En yoğun siyasal trafikler, yoğun ilişkiler, gizli görüşmeler siyasetin sessizliğe boğulduğu dönemlerde yaşanır.
Bu siyaset, adı üzerinde, herkesin bildiğini sırra dönüştürme mesleği. Toplumun fısıltıyla, ya da dedikoduyla konuştukları siyasetin kapı arkalarında konuşulur aslında.
Geçen gün, PDK Başkanı Barzani Türkiye'ye geldi. "İmaj ve görüntü" siyaset yanılsamaları dışında, kamuoyuna hiç bir şey yansıtılmadı.
Derken, BDP vefasız tarihin bir ayağını kırarak nihayet diplomasi yoluna koyuldu. ABD'ye "nasıl ve neden" gitti sorularından çok "kimlerle ve neler konuşuldu" soruları gündeme geldi.
Bizim akıl adamlarımız, avukat mesleğini siyasete icra edenler, "bayrakla sorunumuz yok" diyerek, yeni politikanın start fişeğini sıkmış oldu. Bazı Kürt aydınlar, yine boğazını yırtarak, kalemini hiddetlendirerek yaza durdular. Hasip'in "siyaset hasipliğini" sorguladılar.
Sonra nereye, BDP Türk "şehit" askerinin cenazesinde, "bayrakla sorunumuz yok, bu bayrağı korumaya gerek yok" diye yolu devam etti.
Perde aralandı, yol göründü anlaşilan. Önce perdeyi bir aralayalım:
Erdoğan'ın "Araplaşarak arapları fethetme siyaseti" iflas etti. İsrail karşitlığıyla kahramanlığın Ortadoğu da sökmeyeceğini anladılar. Araplar Akp'nin şark kurnazlığını yutmadı.
Erdoğan'ın, Suriye siyaseti geri tepti. ABD ve AB'nin destek vermediği politakaların gerçekleşmeyeceğini sonuçta anladılar. Şimdi "nasıl çark edebiliriz" siyasetini yapmaya çalisiyorlar. Şimdi NATO'nun Türk ırkçılığına uygulanması gereken 5. Maddesini, Suriye için haykırıyorlar.

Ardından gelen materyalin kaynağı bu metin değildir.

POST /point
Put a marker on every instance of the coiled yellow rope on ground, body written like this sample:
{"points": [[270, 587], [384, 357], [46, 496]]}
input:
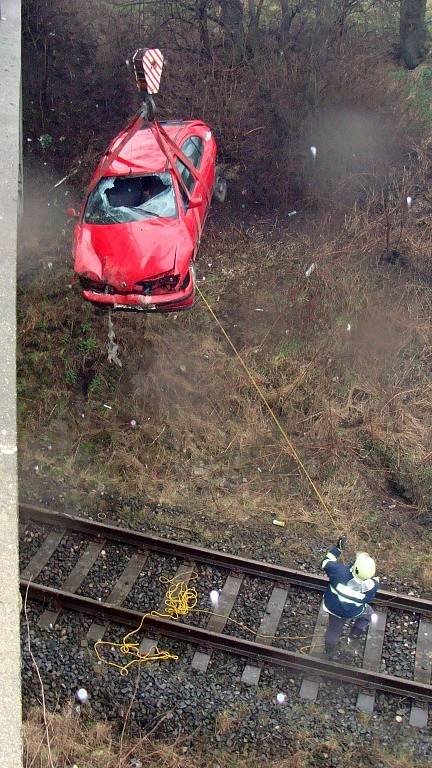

İran politikasında "kısa ve orta vadeli gerginlik stratejisi" ile İran'ı nötralize edeceğini düşündüler, ama olmadı. Farsın islam geleneği Türkün halife islamlığına baskın gelerek, Ortadoğu'da islam adına hükmetme siyasetini Türklere kaptırılmayacağını anladılar.
Ve gelelim görünen yolun sonunda Kürtlere!
Türklere kala kala bir Kürtler kaldı. "Türkün türkten başka dostu yok" demiştiler ya. Biz buna, Kürtleri de ekleyelim. Zor günde Türkün Kürten başka dostu yok, diye. Nakşi lider şeyh Abdelkader "zor günde Osmanlı kardeşlerimize sırt çevirmeyiz" diyerek ispatlamıştı dostluğunu! Tarih bu, bizde bu tarihin çocuklariyiz!
Güney Kürdistan, kaba bir deyimle ekonomik olarak Türkiye'ye bağlı. Hani sol literatür de "kapitalizm bir ülkeyi önce ekonomik olarak fetheder, sonra siyasal olarak" tanımlar ya, aynen öyle bir bağımlılık. Geleceğin başkanlığına soyunan ve bunun Türk dostluğundan geçtiğini sanan Neçirvan Barzani frenini alamamış olacak ki, "Erbil İstanbul'dan daha güvenli" diyerek, daha büyük grupları Güney'e davet ediyor. Ekonomik olarak Türkiyelileşen Güneyde Türk dili de bayağı cazip olmalı ki, en çok dinlenen şarkıcılar Türklermiş.
Türkler, Ortadoğun'un her tarafindan kovuluyor. Politikaları iflas ediyor. Bir tutunacak dalları kalmış, o da Kürtler.
Araplarla çelisen Güney Kürtleri, Türklere çiçek uzattığına göre; Türkler çiçegi değil dallarını, sonunda da köküne talip olacaklarını bilmeyen var mı?
Güneyin kökünü almak isteyen Türkler, Kuzeyli siyasetçilere bir gül sunmuş olacak ki, bayrak sevdası bu kadar gündemde. Erdoğan, "yeni anayasının yazımına başlandı" diye açıklaması boşuna olmasa gerek.
Kuzey de ise anayasal vatandaşlık ile sonuçlanacak bu plan kapı aralarında konuşulacak kadar gizli mi acaba?